Running on a cluster

One of the reasons for this Python port is to make it easier to run MetaWards analyses at scale on a HPC cluster. MetaWards supports parallelisation using MPI (via mpi4py) or simple networking (via scoop).

MetaWards will automatically detect most of what it needs so that you don’t need to write a complicated HPC job script.

MetaWards will look for a hostfile via either the PBS environment variable of PBS_NODEFILE, or the slurm SLURM_HOSTFILE, or for a hostfile passed directly via the --hostfile command line argument.

It will then use the information combined there, together with the number of threads per model run requested by the user, and the number of cores per compute node (set in the environment variable METAWARDS_CORES_PER_NODE, or passed as the command line option --cores-per-node) to work out how many parallel scoop or MPI processes to start, and will start those in a round-robin fashion across the cluster. Distribution of work to nodes is via the scoop or mpi4py work pools.

What this means is that the job scripts you need to write are very simple.

Example PBS job script

Here is an example job script for a PBS cluster;

#!/bin/bash
#PBS -l walltime=01:00:00
#PBS -l select=4:ncpus=64:mem=64GB
# The above sets 4 nodes with 64 cores each

# source the version of metawards we want to use
# (assumes your python environments are in $HOME/envs)
source $HOME/envs/metawards-0.6.0/bin/activate

# change into the directory from which this job was submitted
cd $PBS_O_WORKDIR

# if you need to change the path to the MetaWardsData repository,
# then update the below line and uncomment
#export METAWARDSDATA="$HOME/GitHub/MetaWardsData"

metawards --additional ExtraSeedsBrighton.dat \
          --input ncovparams.csv --repeats 8 --nthreads 16

The above job script will run 8 repeats of the adjustable parameter sets in ncovparams.csv. The jobs will be run using 16 cores per model run, over 4 nodes with 64 cores per node (so 256 cores total, running 16 model runs in parallel). The runs will take only a minute or two to complete, hence why it is not worth requesting more than one hour of walltime.

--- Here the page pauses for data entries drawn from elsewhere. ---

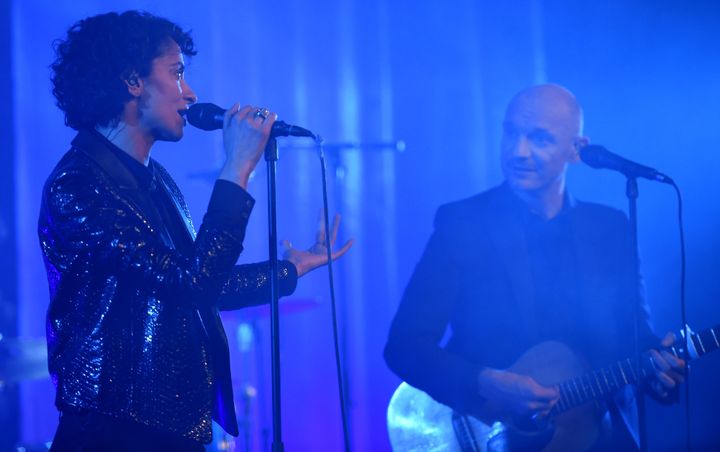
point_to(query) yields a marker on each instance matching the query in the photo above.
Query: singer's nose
(188, 93)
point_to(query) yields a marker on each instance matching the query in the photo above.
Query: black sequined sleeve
(91, 223)
(249, 284)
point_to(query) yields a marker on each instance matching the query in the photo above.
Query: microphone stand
(631, 191)
(271, 157)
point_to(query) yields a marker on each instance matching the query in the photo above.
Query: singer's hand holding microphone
(245, 133)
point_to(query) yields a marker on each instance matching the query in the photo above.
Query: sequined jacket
(133, 328)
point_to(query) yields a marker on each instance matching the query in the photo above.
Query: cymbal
(22, 358)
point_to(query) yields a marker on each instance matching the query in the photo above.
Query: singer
(522, 264)
(136, 348)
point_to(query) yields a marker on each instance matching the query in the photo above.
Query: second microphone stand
(271, 158)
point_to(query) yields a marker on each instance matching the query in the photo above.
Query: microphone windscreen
(596, 156)
(205, 116)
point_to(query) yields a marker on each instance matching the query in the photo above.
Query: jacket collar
(94, 146)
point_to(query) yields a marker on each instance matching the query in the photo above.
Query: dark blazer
(474, 277)
(133, 327)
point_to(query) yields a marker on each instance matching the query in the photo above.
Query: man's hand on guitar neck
(517, 394)
(669, 370)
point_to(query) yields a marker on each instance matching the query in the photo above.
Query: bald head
(542, 134)
(550, 101)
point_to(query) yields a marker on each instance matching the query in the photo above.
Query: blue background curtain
(436, 75)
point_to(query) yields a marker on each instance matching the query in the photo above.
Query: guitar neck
(603, 382)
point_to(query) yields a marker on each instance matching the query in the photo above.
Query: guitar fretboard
(605, 381)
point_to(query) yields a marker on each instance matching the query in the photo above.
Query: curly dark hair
(99, 54)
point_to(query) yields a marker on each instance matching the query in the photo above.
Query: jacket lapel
(94, 148)
(507, 236)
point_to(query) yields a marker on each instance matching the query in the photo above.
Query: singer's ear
(134, 84)
(578, 144)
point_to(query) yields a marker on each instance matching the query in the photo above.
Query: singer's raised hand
(316, 255)
(245, 134)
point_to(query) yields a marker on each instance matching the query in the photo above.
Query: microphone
(208, 116)
(597, 156)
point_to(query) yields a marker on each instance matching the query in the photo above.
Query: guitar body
(416, 422)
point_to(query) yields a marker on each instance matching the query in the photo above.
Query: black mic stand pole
(631, 191)
(271, 157)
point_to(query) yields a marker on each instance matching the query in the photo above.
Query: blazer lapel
(91, 146)
(507, 236)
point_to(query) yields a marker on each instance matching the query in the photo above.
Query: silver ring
(262, 113)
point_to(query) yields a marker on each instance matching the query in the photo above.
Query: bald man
(524, 264)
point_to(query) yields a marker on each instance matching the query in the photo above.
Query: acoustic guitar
(416, 422)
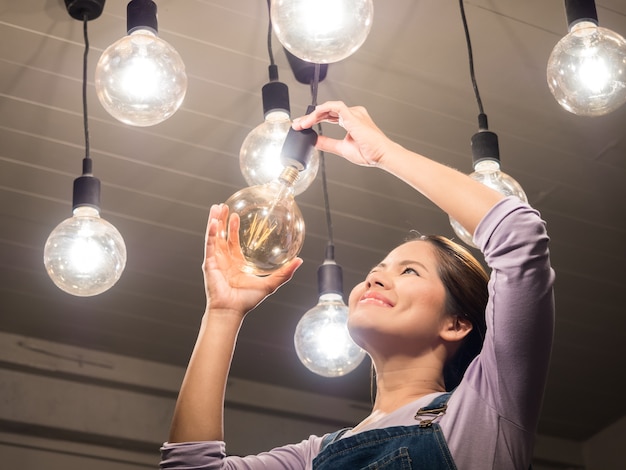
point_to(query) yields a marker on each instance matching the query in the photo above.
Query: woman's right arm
(461, 197)
(198, 415)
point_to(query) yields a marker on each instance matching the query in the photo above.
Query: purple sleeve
(211, 455)
(512, 368)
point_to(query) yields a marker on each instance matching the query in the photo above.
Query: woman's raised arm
(198, 415)
(461, 197)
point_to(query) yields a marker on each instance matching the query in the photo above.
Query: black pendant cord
(315, 84)
(482, 118)
(329, 222)
(87, 167)
(270, 50)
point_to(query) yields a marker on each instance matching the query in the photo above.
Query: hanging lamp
(485, 150)
(259, 154)
(586, 70)
(85, 255)
(140, 79)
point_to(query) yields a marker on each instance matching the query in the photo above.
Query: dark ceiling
(412, 74)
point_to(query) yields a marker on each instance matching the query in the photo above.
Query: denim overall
(421, 446)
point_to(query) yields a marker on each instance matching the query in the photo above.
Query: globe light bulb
(586, 70)
(140, 79)
(271, 231)
(486, 156)
(322, 341)
(85, 255)
(322, 31)
(258, 156)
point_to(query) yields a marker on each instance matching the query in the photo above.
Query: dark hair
(465, 282)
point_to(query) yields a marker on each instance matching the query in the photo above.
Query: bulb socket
(298, 148)
(330, 278)
(485, 146)
(79, 9)
(86, 192)
(275, 97)
(580, 10)
(141, 14)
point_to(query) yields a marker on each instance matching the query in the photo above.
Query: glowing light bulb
(322, 31)
(322, 341)
(271, 232)
(140, 79)
(486, 156)
(587, 68)
(85, 255)
(258, 156)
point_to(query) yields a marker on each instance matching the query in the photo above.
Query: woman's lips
(375, 299)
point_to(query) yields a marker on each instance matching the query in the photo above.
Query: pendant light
(271, 231)
(259, 154)
(322, 31)
(140, 79)
(322, 341)
(587, 68)
(85, 255)
(485, 151)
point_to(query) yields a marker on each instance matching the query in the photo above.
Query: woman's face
(400, 305)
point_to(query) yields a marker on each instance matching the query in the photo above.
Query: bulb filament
(260, 229)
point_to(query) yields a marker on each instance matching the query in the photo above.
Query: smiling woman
(460, 359)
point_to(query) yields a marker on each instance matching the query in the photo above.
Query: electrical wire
(471, 64)
(270, 51)
(87, 159)
(329, 222)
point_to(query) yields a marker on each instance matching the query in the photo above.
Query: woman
(417, 314)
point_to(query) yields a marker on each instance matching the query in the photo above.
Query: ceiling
(159, 182)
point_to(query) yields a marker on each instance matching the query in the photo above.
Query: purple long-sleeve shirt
(492, 415)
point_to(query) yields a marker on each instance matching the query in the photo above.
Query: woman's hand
(364, 143)
(228, 289)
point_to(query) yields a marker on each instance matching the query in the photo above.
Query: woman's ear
(456, 328)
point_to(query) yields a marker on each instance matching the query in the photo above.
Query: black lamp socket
(86, 192)
(141, 14)
(275, 97)
(330, 278)
(485, 146)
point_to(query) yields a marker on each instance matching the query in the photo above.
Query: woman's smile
(375, 298)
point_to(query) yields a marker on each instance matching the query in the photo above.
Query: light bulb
(322, 31)
(85, 255)
(488, 173)
(322, 340)
(486, 157)
(587, 68)
(140, 79)
(271, 232)
(259, 154)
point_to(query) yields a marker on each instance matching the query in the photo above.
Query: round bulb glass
(587, 70)
(140, 79)
(271, 232)
(322, 31)
(322, 340)
(259, 156)
(488, 173)
(85, 255)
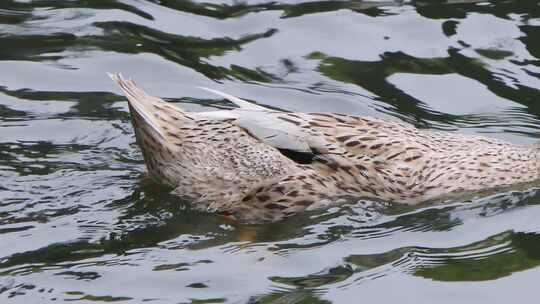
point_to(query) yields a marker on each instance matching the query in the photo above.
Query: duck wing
(284, 131)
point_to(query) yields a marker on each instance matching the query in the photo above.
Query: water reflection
(80, 222)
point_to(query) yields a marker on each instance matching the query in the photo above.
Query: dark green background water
(79, 221)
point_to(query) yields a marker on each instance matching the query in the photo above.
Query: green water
(79, 222)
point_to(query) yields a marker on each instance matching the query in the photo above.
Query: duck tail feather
(139, 101)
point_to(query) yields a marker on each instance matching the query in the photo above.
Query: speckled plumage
(236, 163)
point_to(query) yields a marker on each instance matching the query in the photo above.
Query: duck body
(260, 165)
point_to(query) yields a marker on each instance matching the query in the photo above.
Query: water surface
(79, 221)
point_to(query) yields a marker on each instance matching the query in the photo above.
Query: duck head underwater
(259, 165)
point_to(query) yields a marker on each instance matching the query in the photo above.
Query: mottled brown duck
(257, 164)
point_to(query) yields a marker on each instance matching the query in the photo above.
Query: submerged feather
(262, 165)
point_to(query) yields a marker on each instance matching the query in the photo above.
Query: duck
(256, 164)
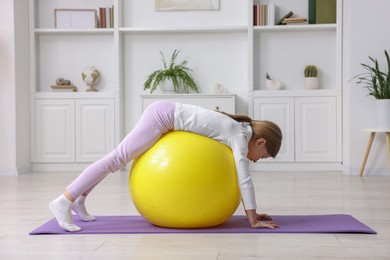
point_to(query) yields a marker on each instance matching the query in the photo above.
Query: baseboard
(368, 171)
(14, 171)
(312, 166)
(59, 167)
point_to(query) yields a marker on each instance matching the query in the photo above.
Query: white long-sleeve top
(224, 129)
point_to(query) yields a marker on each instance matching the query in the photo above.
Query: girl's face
(257, 150)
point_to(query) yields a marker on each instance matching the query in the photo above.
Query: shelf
(200, 95)
(297, 93)
(305, 27)
(227, 29)
(74, 31)
(74, 95)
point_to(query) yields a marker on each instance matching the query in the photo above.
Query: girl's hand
(263, 217)
(265, 224)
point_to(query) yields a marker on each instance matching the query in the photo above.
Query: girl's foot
(61, 209)
(79, 208)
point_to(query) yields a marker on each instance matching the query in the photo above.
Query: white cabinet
(309, 126)
(315, 129)
(222, 102)
(281, 112)
(94, 129)
(54, 130)
(71, 130)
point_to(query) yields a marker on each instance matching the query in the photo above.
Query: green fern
(375, 80)
(180, 74)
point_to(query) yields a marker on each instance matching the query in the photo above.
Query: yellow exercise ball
(185, 181)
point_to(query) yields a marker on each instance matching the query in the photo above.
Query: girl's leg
(157, 119)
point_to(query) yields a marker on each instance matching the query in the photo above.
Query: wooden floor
(24, 200)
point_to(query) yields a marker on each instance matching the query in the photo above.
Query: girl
(250, 140)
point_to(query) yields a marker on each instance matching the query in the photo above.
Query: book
(264, 14)
(64, 88)
(289, 14)
(271, 14)
(322, 11)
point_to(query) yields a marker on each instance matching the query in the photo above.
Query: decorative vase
(310, 83)
(166, 86)
(382, 109)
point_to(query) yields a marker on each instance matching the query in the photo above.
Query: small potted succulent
(172, 78)
(311, 77)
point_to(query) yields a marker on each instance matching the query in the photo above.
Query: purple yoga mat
(337, 223)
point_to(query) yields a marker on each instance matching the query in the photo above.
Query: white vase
(382, 109)
(166, 86)
(310, 83)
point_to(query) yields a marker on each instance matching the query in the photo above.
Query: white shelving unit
(310, 119)
(221, 46)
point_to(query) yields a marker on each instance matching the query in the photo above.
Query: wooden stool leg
(367, 152)
(388, 148)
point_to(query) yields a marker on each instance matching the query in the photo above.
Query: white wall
(366, 33)
(14, 88)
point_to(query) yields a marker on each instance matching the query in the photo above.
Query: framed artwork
(75, 18)
(180, 5)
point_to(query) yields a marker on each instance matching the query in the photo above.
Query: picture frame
(75, 18)
(186, 5)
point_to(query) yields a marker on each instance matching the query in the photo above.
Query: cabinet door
(94, 129)
(54, 130)
(316, 134)
(281, 112)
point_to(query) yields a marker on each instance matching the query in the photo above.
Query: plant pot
(310, 83)
(382, 109)
(166, 87)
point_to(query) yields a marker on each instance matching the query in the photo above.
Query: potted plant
(176, 75)
(377, 81)
(311, 79)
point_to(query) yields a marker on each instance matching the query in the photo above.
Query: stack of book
(106, 17)
(64, 88)
(264, 14)
(295, 20)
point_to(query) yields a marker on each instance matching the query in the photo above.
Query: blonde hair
(263, 129)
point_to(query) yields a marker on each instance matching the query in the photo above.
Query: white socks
(79, 208)
(61, 209)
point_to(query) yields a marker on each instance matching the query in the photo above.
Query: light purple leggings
(156, 120)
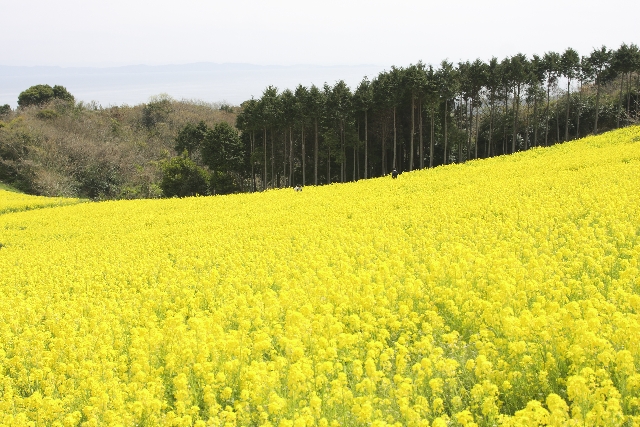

The above job script can be submitted to the cluster using the PBS qsub command, e.g. if the script was called submit.sh, then you could type;

qsub submit.sh

You can see the status of your job using

qstat -n

Example slurm job script

Here is an example job script for a slurm cluster;

#!/bin/bash
#SBATCH --time=01:00:00
#SBATCH --ntasks=4
#SBATCH --cpus-per-task=64
# The above sets 4 nodes with 64 cores each

# source the version of metawards we want to use
# (assumes your python environments are in $HOME/envs)
source $HOME/envs/metawards-0.6.0/bin/activate

# if you need to change the path to the MetaWardsData repository,
# then update the below line and uncomment
#export METAWARDSDATA="$HOME/GitHub/MetaWardsData"

metawards --additional ExtraSeedsBrighton.dat \
          --input ncovparams.csv --repeats 8 --nthreads 16

This script does the same job as the PBS job script above. Assuming you name this script submit.slm you can submit this job using

sbatch submit.slm

You can check the status of your job using

squeue -u USER_NAME

where USER_NAME is your cluster username.